21st Chancellor of the University of Nebraska–Lincoln
- In office July 1, 2023 – January 12, 2026
- Preceded by: Ronnie D. Green
- Succeeded by: Katherine Ankerson (interim)

10th President of the University of Southern Mississippi
- In office April 1, 2013 – June 30, 2023
- Preceded by: Martha Dunagin Saunders
- Succeeded by: Joseph Paul

Personal details
- Born: August 15, 1966 (age 59)
- Spouse: Temple Bennett
- Education: Middle Tennessee State University (BS, MEd, EdS) Tennessee State University (EdD)

Academic background
- Thesis: The impact of selective factors related to completing the Doctor of Arts degree at Middle Tennessee State University (1996)
- Doctoral advisor: Paul Caraher

Academic work
- Discipline: Education
- Institutions: University of Georgia; Winthrop University; Middle Tennessee State University; University of Southern Mississippi; University of Nebraska–Lincoln;

= Rodney D. Bennett =

American academic

Rodney D. Bennett is an academic administrator who most recently served as the chancellor of the University of Nebraska–Lincoln.
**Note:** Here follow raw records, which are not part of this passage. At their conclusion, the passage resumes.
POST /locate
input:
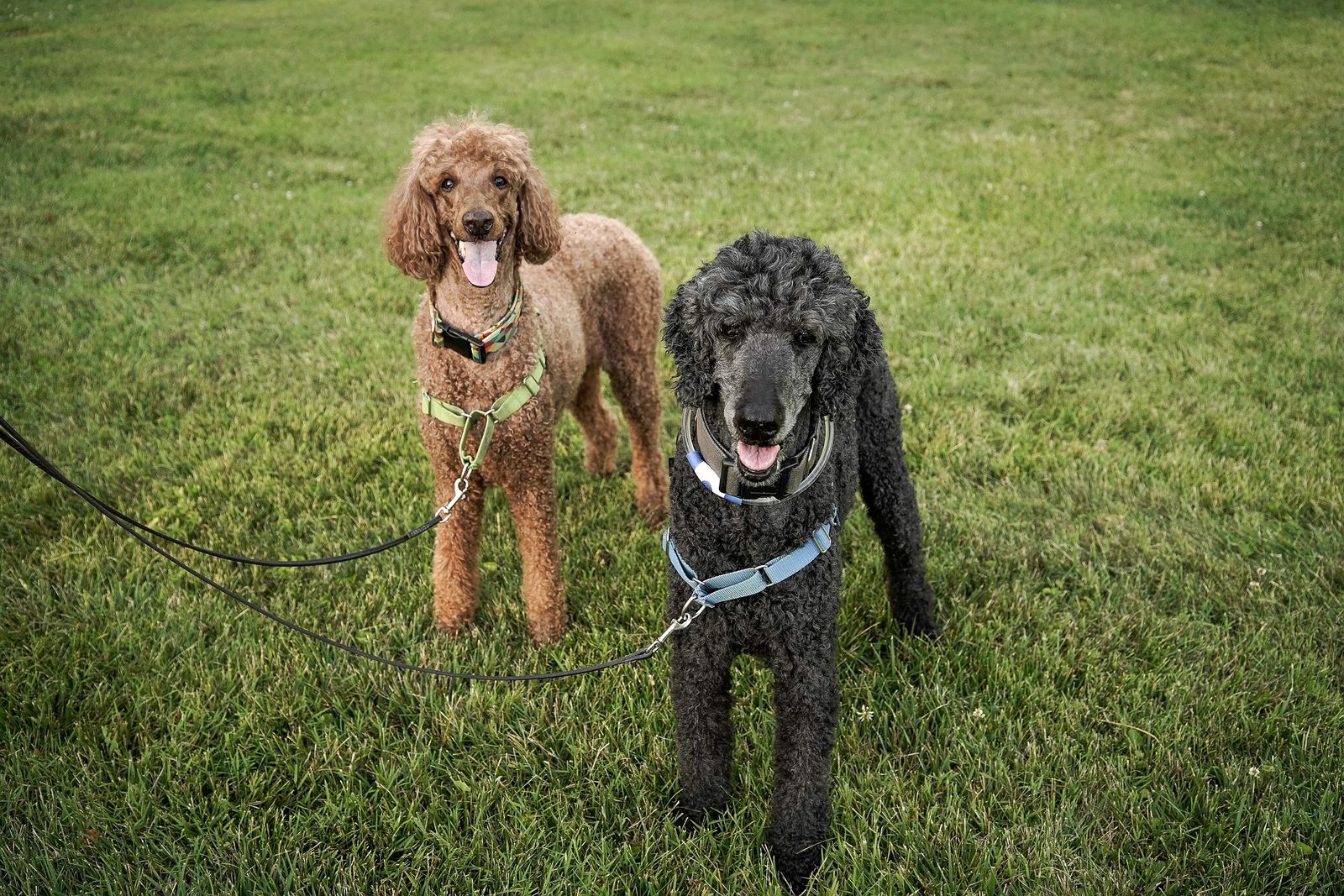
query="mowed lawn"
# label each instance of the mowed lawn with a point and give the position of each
(1105, 246)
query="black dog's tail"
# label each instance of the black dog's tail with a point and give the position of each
(890, 497)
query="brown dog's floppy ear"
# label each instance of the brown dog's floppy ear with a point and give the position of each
(538, 219)
(410, 228)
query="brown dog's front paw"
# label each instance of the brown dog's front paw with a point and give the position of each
(548, 631)
(452, 626)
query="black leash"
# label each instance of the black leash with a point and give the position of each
(11, 437)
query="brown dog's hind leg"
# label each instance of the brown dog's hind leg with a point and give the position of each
(597, 423)
(531, 500)
(635, 379)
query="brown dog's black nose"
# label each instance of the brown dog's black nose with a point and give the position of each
(477, 222)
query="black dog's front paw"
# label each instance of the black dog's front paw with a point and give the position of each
(911, 605)
(796, 867)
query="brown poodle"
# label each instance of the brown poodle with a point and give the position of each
(472, 217)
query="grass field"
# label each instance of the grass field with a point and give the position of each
(1104, 242)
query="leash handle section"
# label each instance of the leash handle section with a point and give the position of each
(24, 449)
(11, 437)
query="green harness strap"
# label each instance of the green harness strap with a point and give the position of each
(503, 407)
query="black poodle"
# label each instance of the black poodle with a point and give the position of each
(790, 407)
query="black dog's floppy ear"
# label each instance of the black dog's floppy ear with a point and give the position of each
(844, 359)
(680, 335)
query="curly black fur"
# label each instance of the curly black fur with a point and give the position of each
(780, 293)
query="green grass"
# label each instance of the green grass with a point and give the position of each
(1105, 244)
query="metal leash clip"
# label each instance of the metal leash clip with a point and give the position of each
(680, 622)
(459, 493)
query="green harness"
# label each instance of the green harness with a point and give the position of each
(503, 407)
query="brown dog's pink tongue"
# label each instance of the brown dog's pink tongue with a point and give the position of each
(757, 457)
(479, 262)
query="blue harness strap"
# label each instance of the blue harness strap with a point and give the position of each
(743, 584)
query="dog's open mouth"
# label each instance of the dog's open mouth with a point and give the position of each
(757, 461)
(481, 259)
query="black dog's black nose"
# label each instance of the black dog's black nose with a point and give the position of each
(757, 422)
(477, 222)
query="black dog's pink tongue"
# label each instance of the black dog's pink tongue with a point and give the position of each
(479, 262)
(757, 457)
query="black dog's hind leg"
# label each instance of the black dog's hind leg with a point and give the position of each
(702, 700)
(890, 497)
(806, 707)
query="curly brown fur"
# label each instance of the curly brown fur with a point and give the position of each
(766, 338)
(593, 297)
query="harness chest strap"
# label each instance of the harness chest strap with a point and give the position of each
(503, 407)
(752, 580)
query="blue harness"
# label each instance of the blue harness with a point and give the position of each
(743, 584)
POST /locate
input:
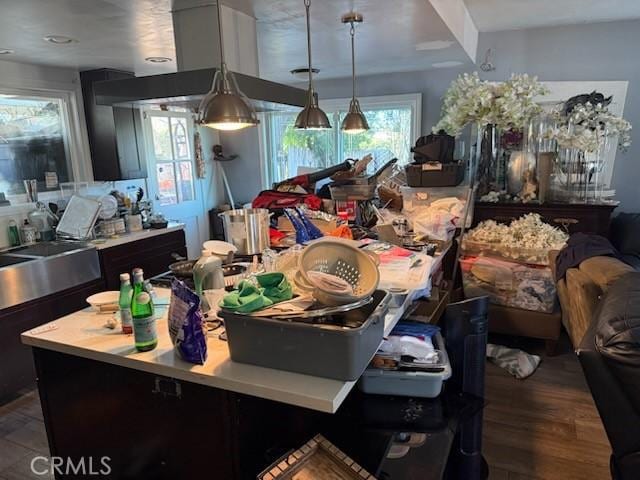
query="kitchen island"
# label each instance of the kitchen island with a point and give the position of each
(156, 416)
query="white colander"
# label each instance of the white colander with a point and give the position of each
(350, 264)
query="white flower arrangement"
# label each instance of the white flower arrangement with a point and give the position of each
(527, 232)
(506, 104)
(588, 125)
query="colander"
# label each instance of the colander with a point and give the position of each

He had previously served as the president of the University of Southern Mississippi. Bennett received his Bachelor of Science in Mass Communication, Master of Education, and Education Specialist degrees from Middle Tennessee State University and earned his Ed.D. from Tennessee State University in Educational Administration. Bennett served as Vice President for Student Affairs at the University of Georgia, and in 2013 Bennett was appointed the 10th President of the University of Southern Mississippi.
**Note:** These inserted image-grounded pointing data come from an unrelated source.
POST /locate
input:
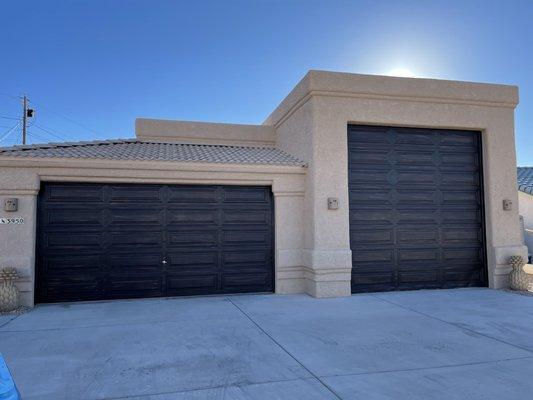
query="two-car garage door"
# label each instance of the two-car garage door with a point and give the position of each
(107, 241)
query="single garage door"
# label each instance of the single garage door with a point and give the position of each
(416, 208)
(108, 241)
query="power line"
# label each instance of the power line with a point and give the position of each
(7, 117)
(33, 134)
(67, 118)
(54, 134)
(8, 132)
(10, 96)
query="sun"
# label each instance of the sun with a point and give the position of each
(401, 72)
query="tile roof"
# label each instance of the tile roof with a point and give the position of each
(133, 149)
(525, 179)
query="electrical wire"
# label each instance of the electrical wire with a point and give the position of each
(6, 117)
(10, 95)
(50, 132)
(66, 118)
(34, 135)
(6, 134)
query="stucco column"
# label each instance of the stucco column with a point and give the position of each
(289, 236)
(504, 236)
(17, 248)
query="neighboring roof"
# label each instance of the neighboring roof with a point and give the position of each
(525, 179)
(133, 149)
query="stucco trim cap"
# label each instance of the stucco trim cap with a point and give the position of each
(341, 84)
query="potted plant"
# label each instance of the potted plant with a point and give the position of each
(9, 293)
(518, 278)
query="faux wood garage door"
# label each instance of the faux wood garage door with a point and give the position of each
(416, 211)
(108, 241)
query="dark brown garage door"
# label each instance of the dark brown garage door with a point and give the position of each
(416, 212)
(107, 241)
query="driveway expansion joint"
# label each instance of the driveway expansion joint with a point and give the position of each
(326, 386)
(428, 368)
(377, 296)
(199, 389)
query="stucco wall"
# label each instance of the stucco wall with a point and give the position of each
(161, 130)
(21, 178)
(312, 243)
(329, 102)
(525, 207)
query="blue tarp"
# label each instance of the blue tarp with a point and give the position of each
(8, 390)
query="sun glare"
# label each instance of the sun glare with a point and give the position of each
(402, 72)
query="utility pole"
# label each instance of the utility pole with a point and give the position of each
(24, 118)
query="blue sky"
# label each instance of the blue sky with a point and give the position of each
(91, 67)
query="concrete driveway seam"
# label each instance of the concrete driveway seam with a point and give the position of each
(428, 368)
(285, 350)
(452, 324)
(198, 389)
Shortly after his appointment, the Hattiesburg campus of the University of Southern Mississippi was struck by an EF4 tornado, which did not involve any loss of life due to a students' break for the Mardi Gras holiday. In 2017, William Carey University, also located in Hattiesburg, Mississippi, was struck by a tornado, and Bennett's leadership in providing temporary space at the University of Southern Mississippi later resulted in him being honored with a doctor of humane letters, honoris causa, from William Carey. He was inducted into Omicron Delta Kappa in 2019 at the University of Southern Mississippi.
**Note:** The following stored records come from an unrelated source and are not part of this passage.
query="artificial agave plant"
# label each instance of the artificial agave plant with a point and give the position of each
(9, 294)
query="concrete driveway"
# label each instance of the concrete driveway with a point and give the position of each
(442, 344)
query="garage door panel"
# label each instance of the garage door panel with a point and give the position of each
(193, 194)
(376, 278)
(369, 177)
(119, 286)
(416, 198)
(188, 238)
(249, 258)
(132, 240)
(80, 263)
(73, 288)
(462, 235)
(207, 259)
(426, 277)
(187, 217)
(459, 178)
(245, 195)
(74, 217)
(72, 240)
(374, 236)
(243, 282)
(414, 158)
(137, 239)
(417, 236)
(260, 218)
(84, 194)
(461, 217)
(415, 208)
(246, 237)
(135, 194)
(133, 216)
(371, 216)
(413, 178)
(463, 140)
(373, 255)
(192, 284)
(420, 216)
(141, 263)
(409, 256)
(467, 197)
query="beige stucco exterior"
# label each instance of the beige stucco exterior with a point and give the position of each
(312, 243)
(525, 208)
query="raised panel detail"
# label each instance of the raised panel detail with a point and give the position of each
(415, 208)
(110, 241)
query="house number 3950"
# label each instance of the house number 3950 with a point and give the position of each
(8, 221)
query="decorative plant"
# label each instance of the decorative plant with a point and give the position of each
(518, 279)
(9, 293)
Bennett was the first African-American president of a historically and predominantly white higher education institution in Mississippi.

On July 1, 2023, Bennett took office as the 21st chancellor of the University of Nebraska–Lincoln, replacing outgoing chancellor Ronnie D. Green. On January 12, 2026, Bennett resigned as chancellor after a tumultuous year that included faculty opposition to university budget cuts.